Rangers can’t edit history says chairman as he looks to merit his own Ibrox place
In the coming years we should discover whether Dave King will merit being considered a champion who revived Rangers, or simply one more figure to place in the sizeable rogues’ gallery at the Ibrox club. Whatever category he belongs in, the new Rangers chairman believes his portrait should one day feature in the Blue Room.
He sees that as a right of passage that comes with holding the position; whether incumbents have been the great and the good, or those who have greatly done no good. Into that latter category can be placed Craig Whyte. His image has not been captured on the Blue Room wall. David Murray is the last chairman to be painted there for posterity. Yet King believes Whyte and Murray ought to be together.
“I don’t believe all the chairmen [since David Murray] merit it [a place on the wall] – but I think they belong there,” he said. “When one looks back on the history of Rangers, this will be part of it and I don’t think anyone has the right to self-edit their history. I think it would be wrong. I didn’t know they weren’t there, quite frankly, but if they are there they’re part of what the club is when we look back. History is what it is, good and bad. I think Sandy Jardine once made a suggestion saying he could accept a portrait of Craig Whyte there but we would have to turn it to face the wall.”
The problem for Rangers outsiders is that there isn’t yet as much distance between King and Whyte as would seem desirable. Whyte is clearly a shyster whose business practices have required playing fast and loose with tax regulatory bodies. For King to have received 41 convictions for contraventions of South African tax laws, and to have paid more than £41 million to avoid prison in his settlement with the country’s revenue service not even two years ago, hardly suggests he made a point of lodging exhaustive returns on time.
This leads on to the whole farrago of last week’s ruling by the SFA that King was a ‘fit and proper’ person to sit on the Ibrox board. The new Rangers chairman believes he was subjected to a level of scrutiny way beyond that applied to Whyte. Yet, the fact that both men were waved in demonstrates that the governing body require to do themselves a favour and remove any articles pertaining to ‘fit and proper’ because, patently, they will completely ignore them if they see fit. The judgment is discretionary. That should be the only wording in the articles.
‘I don’t think all the chairmen merit it –but I think they belong there... this will be part of Rangers’ history’
The question of why the SFA chose to park certain guidelines over what constitutes ‘fit and proper’ in King’s case causes a certain disquiet. Before he ousted Mike Ashley’s men from the Rangers boardroom, King stated that his level of investment would be unaffected by whether or not he was on the club’s board. Then, as if seeking to exert pressure on the SFA, in the past month the impression given was that without King being Rangers chairman, the club would not have the same amount of investment from him.
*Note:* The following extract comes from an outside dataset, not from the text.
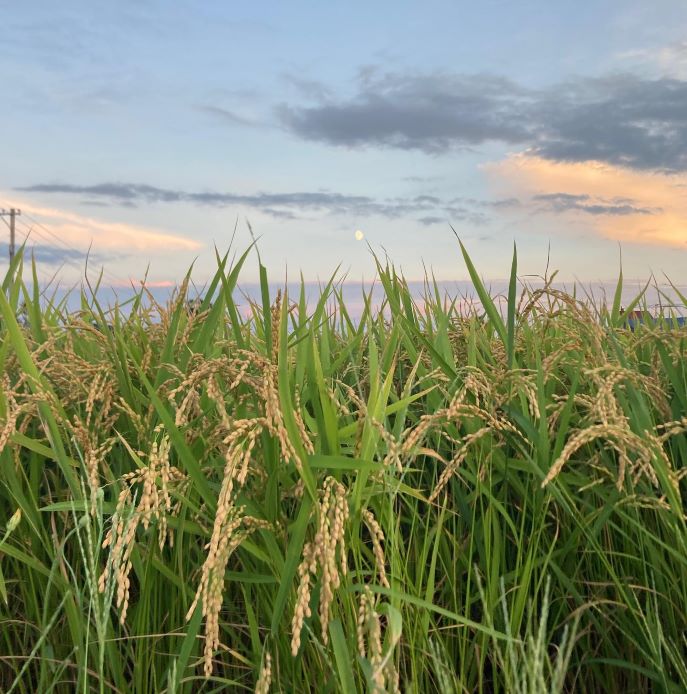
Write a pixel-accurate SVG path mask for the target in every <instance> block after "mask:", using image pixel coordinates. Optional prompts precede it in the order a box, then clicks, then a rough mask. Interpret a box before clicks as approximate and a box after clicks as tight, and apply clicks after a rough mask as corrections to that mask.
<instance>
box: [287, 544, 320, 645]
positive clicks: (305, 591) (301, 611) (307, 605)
mask: <svg viewBox="0 0 687 694" xmlns="http://www.w3.org/2000/svg"><path fill="white" fill-rule="evenodd" d="M316 571H317V561H316V555H315V549H314V547H313V545H312V543H310V542H308V543H307V544H306V545H305V547H304V548H303V558H302V559H301V563H300V564H299V565H298V590H297V592H296V606H295V608H294V610H293V618H292V620H291V654H292V655H293V656H294V657H295V656H297V655H298V650H299V649H300V647H301V631H302V630H303V624H304V622H305V620H306V619H310V617H311V615H312V611H311V609H310V575H311V574H315V573H316Z"/></svg>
It was as if it was being said to the SFA that it was not a case of arriving at judgment on the man, but rather deciding whether Rangers would have the financial muscle to become great income-and-interest generators for Scottish football in the coming years.
When this tawdry episode is tacked on to King’s claims about having a nominated adviser (Nomad) lined up before the takeover, only for the club subsequently to be de-listed because a Nomad failed to be appointed, in recent months there has been a disconnect between King’s initial, bold pronouncements and subsequent developments.
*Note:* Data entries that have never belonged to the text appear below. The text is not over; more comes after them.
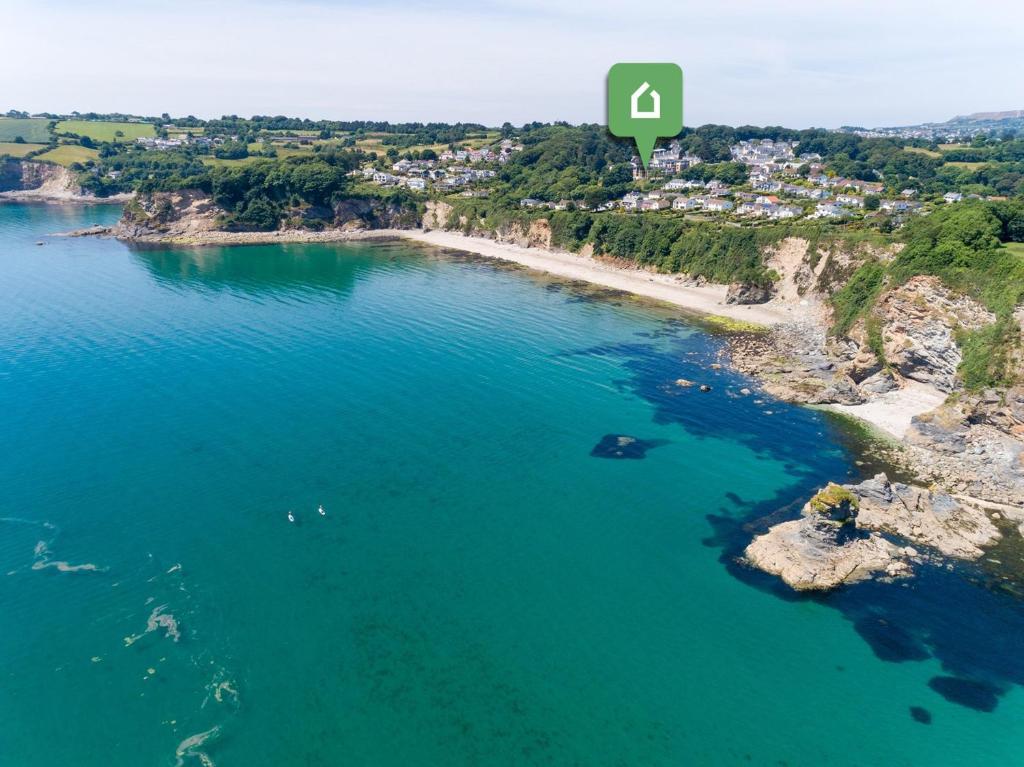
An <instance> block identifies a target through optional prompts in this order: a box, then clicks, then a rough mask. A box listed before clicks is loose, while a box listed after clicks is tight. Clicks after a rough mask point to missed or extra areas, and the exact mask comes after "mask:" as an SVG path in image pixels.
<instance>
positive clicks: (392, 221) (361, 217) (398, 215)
mask: <svg viewBox="0 0 1024 767" xmlns="http://www.w3.org/2000/svg"><path fill="white" fill-rule="evenodd" d="M419 224H420V216H419V213H418V212H417V211H416V209H415V208H410V207H408V206H402V205H399V204H398V203H395V202H394V201H393V200H388V199H381V198H348V199H346V200H341V201H338V202H337V203H335V204H334V208H333V219H332V220H331V225H333V226H335V227H337V228H340V229H342V230H343V231H345V230H354V229H389V228H393V229H409V228H414V227H416V226H419Z"/></svg>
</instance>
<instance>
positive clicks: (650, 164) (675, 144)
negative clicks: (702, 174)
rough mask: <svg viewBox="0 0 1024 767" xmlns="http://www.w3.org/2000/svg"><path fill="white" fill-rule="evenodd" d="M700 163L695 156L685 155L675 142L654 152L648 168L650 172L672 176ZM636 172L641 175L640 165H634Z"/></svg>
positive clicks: (679, 147)
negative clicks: (669, 174)
mask: <svg viewBox="0 0 1024 767" xmlns="http://www.w3.org/2000/svg"><path fill="white" fill-rule="evenodd" d="M700 162H701V160H700V158H698V157H697V156H695V155H686V154H684V153H683V151H682V147H681V146H680V145H679V142H678V141H673V142H672V143H671V144H669V145H668V146H667V147H659V148H656V150H654V151H653V152H652V153H651V156H650V162H649V163H648V165H647V167H648V171H656V172H658V173H666V174H671V173H681V172H683V171H684V170H686V169H687V168H692V167H693V166H694V165H699V164H700ZM634 172H635V173H636V174H639V163H636V164H635V165H634Z"/></svg>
Yet, in person, the emigre Glaswegian proves a plausible, intriguing character, and one who no longer – if indeed he ever did – considers unchecked spending acceptable at the club. In this respect, his take on the breakdown of his relationship with David Murray over the path to oblivion that the owner of two decades sent Rangers on is instructive.
King maintains he was not sore over losing the £20m he invested in Rangers, but over the fact that Murray failed to provide “disclosure” as to how he was then propping up the club.
“David Murray never ever let me know that the money that ‘we’ were putting in was my money and not his money,” King said. “He should have let me know. I never knew at any stage that if something happened to the Murray Group it could come back to Rangers. I regard myself as having lost a substantial portion of money because of non-disclosure.
“It wasn’t a management issue and it wasn’t just about losing the money. I’ve resigned myself to not getting the money back. I really felt there was a level of disclosure. I was David’s senior partner in the funding and he would come to me from time to time. He owed me the obligation to say ‘by the way Dave, I’m asking you to put your money in but this [Murray’s contribution] is not really my money’. I believed that we were both putting in surplus cash that we could afford to lose. The fact he couldn’t afford to lose it cost me losses that I believe were unnecessary. That’s what I was sore about.”
King, like every other Rangers supporter, is sore about the dealings of Whyte – who bought Rangers from David Murray for £1 in 2011 – and his sale of the Rangers assets to Charles Green that followed the club’s liquidation the following year, and the Yorkshireman’s subsequent running of the club.
The takeovers are subject to police investigation, and King is convinced that a measure of both disclosure and accountability – but only a measure – will be forthcoming over Rangers’ travails across the past four years. “I don’t think the full extent [of the misdeeds] will be unravelled but I think we will unravel enough to bring to book a couple of people,” he said. “I believe that will happen.”
All manner of pictures might become clear in time.